The authors proposed to implement latent moderated structural equations (LMS) into RFA method such that the combined method is enabled to detect non-uniform bias as well as uniform bias. A simulation study is carried out using Mplus to compare MGFA and RFA-LMS in terms of detecting uniform and non-uniform measurement bias. Conditions vary the size of bias, the type of bias (in intercepts or factor loadings or factor means), the sample size (100 to 500). In their simulation design, bias is uniform in intercepts, and non-uniform in factor loadings.

Type I error inflated under almost all conditions. MGFA leads to slightly greater power, and RFA-LMS controls the Type I error slightly better. Overall, two approaches perform equally well in testing measurement bias, either uniform or non-uniform. When small non-uniform bias exists, both approaches perform worse.

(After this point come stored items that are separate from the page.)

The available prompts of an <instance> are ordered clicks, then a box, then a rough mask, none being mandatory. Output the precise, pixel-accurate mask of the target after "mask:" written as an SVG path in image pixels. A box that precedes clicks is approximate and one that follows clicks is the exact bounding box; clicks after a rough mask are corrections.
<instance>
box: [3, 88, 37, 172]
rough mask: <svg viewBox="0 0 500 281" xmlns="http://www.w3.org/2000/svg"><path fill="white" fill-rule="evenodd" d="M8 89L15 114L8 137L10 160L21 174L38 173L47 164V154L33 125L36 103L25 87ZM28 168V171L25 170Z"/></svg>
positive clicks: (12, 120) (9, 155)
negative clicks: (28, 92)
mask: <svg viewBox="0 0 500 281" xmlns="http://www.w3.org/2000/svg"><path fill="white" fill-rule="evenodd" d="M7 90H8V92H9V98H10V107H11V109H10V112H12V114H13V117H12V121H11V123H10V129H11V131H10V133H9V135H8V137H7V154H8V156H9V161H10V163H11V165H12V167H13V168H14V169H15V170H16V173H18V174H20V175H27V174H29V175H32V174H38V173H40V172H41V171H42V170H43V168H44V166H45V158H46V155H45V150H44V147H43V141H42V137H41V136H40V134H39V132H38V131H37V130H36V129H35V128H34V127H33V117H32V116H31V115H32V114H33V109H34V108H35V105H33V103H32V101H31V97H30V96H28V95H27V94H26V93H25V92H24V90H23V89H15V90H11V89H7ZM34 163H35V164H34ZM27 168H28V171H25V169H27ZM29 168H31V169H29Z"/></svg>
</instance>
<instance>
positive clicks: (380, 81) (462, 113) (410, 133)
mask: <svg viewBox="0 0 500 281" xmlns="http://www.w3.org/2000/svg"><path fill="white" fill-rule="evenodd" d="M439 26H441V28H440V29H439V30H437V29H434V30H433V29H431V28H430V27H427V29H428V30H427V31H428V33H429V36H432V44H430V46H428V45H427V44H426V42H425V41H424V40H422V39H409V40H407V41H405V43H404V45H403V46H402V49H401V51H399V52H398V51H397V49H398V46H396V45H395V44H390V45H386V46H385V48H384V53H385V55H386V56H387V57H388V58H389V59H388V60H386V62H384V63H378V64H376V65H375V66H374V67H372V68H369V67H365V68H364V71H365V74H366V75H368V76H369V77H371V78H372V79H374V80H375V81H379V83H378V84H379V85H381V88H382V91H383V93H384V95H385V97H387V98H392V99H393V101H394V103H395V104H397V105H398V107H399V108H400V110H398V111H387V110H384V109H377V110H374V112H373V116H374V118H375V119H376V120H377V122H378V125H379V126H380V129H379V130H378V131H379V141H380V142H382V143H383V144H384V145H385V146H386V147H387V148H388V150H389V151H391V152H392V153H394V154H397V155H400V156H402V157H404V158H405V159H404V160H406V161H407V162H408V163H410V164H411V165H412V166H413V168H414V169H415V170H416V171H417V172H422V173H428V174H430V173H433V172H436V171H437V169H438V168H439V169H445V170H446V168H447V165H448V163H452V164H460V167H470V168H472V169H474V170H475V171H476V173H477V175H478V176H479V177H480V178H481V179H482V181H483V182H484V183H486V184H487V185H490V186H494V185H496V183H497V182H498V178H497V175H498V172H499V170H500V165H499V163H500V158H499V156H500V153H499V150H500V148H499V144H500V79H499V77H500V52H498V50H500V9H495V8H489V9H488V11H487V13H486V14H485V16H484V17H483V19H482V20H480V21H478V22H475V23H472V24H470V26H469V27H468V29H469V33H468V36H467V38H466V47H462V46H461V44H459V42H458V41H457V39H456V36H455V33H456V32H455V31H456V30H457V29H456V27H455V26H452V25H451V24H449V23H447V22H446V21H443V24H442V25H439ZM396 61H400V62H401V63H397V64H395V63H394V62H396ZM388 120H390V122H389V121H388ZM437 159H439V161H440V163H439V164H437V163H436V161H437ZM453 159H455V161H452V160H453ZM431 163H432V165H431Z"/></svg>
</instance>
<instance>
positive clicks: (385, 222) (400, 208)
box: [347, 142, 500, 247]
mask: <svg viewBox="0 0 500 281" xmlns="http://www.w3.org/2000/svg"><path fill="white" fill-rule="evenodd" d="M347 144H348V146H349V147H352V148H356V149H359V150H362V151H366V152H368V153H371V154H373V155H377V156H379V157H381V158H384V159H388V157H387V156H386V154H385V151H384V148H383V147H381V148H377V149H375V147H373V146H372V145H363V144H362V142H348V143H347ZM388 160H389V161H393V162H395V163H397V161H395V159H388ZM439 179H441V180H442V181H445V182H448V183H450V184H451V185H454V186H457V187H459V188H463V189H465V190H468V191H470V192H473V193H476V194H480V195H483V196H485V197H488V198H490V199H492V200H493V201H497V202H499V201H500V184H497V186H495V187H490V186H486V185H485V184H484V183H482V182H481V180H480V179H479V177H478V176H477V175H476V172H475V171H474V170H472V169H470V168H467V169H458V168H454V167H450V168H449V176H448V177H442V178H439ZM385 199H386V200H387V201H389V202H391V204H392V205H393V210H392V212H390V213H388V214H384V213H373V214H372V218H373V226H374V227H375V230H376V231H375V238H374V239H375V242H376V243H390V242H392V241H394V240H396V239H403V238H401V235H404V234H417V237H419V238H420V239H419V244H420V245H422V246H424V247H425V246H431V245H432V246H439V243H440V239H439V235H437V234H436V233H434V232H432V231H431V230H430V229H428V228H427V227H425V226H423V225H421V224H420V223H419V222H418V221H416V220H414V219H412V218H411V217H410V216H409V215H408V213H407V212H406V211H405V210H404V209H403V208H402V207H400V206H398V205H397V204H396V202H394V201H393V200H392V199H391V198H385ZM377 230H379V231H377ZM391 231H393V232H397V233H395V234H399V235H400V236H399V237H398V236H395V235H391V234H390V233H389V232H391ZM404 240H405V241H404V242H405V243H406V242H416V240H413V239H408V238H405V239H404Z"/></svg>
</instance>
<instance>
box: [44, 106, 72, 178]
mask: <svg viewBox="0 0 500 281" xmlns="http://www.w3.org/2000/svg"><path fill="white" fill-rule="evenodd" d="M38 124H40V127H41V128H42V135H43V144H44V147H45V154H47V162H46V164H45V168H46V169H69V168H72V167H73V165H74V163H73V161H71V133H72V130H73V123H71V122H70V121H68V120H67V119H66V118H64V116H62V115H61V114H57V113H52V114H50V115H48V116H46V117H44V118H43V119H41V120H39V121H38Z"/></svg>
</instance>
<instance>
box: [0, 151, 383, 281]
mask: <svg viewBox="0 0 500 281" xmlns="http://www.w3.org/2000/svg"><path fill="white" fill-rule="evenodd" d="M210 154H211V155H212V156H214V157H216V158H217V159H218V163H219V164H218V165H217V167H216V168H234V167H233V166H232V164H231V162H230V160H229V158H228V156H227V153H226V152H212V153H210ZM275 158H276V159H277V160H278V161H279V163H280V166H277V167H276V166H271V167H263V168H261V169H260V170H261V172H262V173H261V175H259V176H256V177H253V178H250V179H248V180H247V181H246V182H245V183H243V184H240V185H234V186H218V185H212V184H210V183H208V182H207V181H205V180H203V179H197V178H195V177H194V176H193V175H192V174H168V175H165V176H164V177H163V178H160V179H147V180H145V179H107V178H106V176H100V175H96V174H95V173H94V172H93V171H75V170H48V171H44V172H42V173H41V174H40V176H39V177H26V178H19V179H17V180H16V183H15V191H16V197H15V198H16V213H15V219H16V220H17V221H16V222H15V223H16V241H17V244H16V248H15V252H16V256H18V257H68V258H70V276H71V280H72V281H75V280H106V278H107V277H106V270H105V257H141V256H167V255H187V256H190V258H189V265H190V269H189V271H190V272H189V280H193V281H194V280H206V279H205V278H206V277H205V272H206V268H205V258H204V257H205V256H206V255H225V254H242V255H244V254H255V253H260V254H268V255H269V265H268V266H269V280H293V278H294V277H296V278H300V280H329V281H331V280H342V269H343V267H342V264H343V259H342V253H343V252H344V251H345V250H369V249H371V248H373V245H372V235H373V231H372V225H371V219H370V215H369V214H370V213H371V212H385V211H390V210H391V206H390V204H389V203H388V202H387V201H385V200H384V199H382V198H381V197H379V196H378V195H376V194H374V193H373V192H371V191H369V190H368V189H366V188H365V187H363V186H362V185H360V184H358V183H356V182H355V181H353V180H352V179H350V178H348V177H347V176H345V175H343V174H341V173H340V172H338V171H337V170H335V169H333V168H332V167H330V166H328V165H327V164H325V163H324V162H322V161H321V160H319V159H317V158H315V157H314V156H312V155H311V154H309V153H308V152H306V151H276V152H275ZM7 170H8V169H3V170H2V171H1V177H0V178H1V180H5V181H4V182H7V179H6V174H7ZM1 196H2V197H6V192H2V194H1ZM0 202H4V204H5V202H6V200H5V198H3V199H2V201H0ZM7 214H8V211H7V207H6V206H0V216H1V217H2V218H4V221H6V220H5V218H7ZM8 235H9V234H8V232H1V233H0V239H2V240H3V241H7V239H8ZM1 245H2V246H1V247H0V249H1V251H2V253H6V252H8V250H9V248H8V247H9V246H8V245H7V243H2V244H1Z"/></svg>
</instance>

The idea of proposed RFA-LMS method is similar to Wood (2011)’s MIMIC-interaction method. Both methods introduced an interaction term in the model to account for the DIF. Generated responses are continuous. Additional to the advantage of addressing continuous grouping variable, RFA-LMS has another advantage over MGFA. It makes it possible to include multiple violator variables, which can be very important in practice. The simulation study is somewhat limited because under all conditions, the total number of items is six, and the number of DIF item is only one. It makes it impossible to examine different patterns of non-uniform bias. Actually, this paper does not give the detailed pattern of non-uniform bias. Moreover, they have run only 100 replications under each condition, which is obviously not enough.